When naming their children, Moroccan parents must choose from a list of acceptable names that properly align with “Moroccan identity.” Sarah with an h is banned because it’s considered to be the Hebrew spelling, but the Arabic Sara is perfectly fine.
24. Prince William
Unless the Prince of Wales is traveling to France, you won’t find any Prince Williams in the country. A couple from southern France was barred from giving the name to their child in 2015. According to a French court, the name would have caused harm to the child and been a heavy burden.
25. Mini Cooper
The same day that the would-be Prince William made his way into the world, a couple tried to name their newborn Mini Cooper. Since the court didn’t allow parents to copy the name of a notable human, you won’t be surprised to learn that they wouldn’t let them name a kid after a notable automobile, either.
IKEA is beloved around the world, but there’s at least one place where it’s illegal to name your baby after the furniture store: Its home country of Sweden. The name violates the nation’s strict naming laws.
Harry and Ron are acceptable names in many parts of the world, but in the Mexican state of Sonora, Hermione makes the banned baby names list. The Greek name, which means “well born,” predates the studious witch in the Harry Potter series. Nonetheless, Sonora has determined that the modern pop culture connotations make the name unsuitable for kids.
28. Fish and Chips (for Twins)
New Zealand banned a couple from giving this set of names to their newborn twins, marking a rare occasion when two names were banned as a pairing.
Speaking of naming children after food: The name Spinach is outlawed in Australia. (For the record, the name Kale appears to be acceptable.)
Not many people have positive associations with cyanide. A woman from Wales was one exception: She attempted to name her daughter after the poison, explaining that it was “responsible for killing Hitler and Goebbels and I consider that this was a good thing.” The Court of Appeals stepped in before the name became official.
If your name has to consist solely of numerals, you could do worse than 007. Sadly, James Bond’s code number is a banned name in Malaysia.
32. Griezmann Mbappé
When France won the World Cup in 2018, two parents wanted to celebrate in a big way—they named their son Griezmann Mbappé after football stars Antoine Griezmann and Kylian Mbappé. French officials felt the child wouldn’t grow up to be appreciative of the homage, and they forced the couple to pick a new name for him.
Antoine Griezmann and Kylian Mbappé aren’t the only soccer stars who have had babies named after them. In Rosario, Argentina, the hometown of Barcelona player Lionel Messi, baby Messis were becoming so common that the town passed a law specifically banning the name.
34. and 35. Ambre (for a Boy) and Liam (for a Girl)
Some names are deemed inappropriate not because of how they sound on their own, but because of who they’re given to. French officials stopped a couple from naming their son Ambre (the French version of Amber), arguing that having a traditionally feminine name risked “confusing the child in a way that could be harmful.” Another pair of French parents got into legal trouble for similar reasons when they tried naming their daughter Liam.
Many countries forbid parents and guardians from including numbers in baby names.

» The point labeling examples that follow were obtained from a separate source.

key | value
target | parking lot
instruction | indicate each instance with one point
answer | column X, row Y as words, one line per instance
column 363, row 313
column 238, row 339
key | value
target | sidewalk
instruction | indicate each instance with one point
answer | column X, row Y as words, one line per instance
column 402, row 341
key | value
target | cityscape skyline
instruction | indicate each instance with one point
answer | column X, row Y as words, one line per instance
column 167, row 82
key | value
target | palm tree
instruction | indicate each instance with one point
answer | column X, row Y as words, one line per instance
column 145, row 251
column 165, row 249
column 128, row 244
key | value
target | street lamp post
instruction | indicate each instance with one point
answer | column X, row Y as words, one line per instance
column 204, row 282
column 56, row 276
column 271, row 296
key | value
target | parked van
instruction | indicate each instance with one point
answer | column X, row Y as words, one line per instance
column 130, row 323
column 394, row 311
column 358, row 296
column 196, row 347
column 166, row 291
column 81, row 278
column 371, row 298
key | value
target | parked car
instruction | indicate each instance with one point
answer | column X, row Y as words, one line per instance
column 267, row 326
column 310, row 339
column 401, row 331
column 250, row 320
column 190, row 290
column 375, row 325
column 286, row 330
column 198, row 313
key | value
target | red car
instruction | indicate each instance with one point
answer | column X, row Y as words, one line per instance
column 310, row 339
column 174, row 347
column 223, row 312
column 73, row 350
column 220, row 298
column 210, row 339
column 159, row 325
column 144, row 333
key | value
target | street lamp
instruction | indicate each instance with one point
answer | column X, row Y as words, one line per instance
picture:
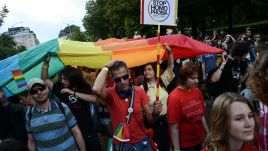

There have been attempts to skirt this rule in New Zealand by using Roman numerals instead of Arabic numerals, but they were unsuccessful. The name III doesn’t cut it in the country.
Beyoncé’s daughter Blue Ivy could have ended up with a different name if she was born in Italy. A couple in Milan tried naming their own daughter Blu (the Italian spelling of blue) and were ordered to change it. Naming laws in Italy dictate that “the name given to a child must correspond to their sex.” Because Blu is an unconventional name, officials argued that it doesn’t correspond to any sex and is therefore illegal.
A version of this story ran in 2015; it has been updated for 2023.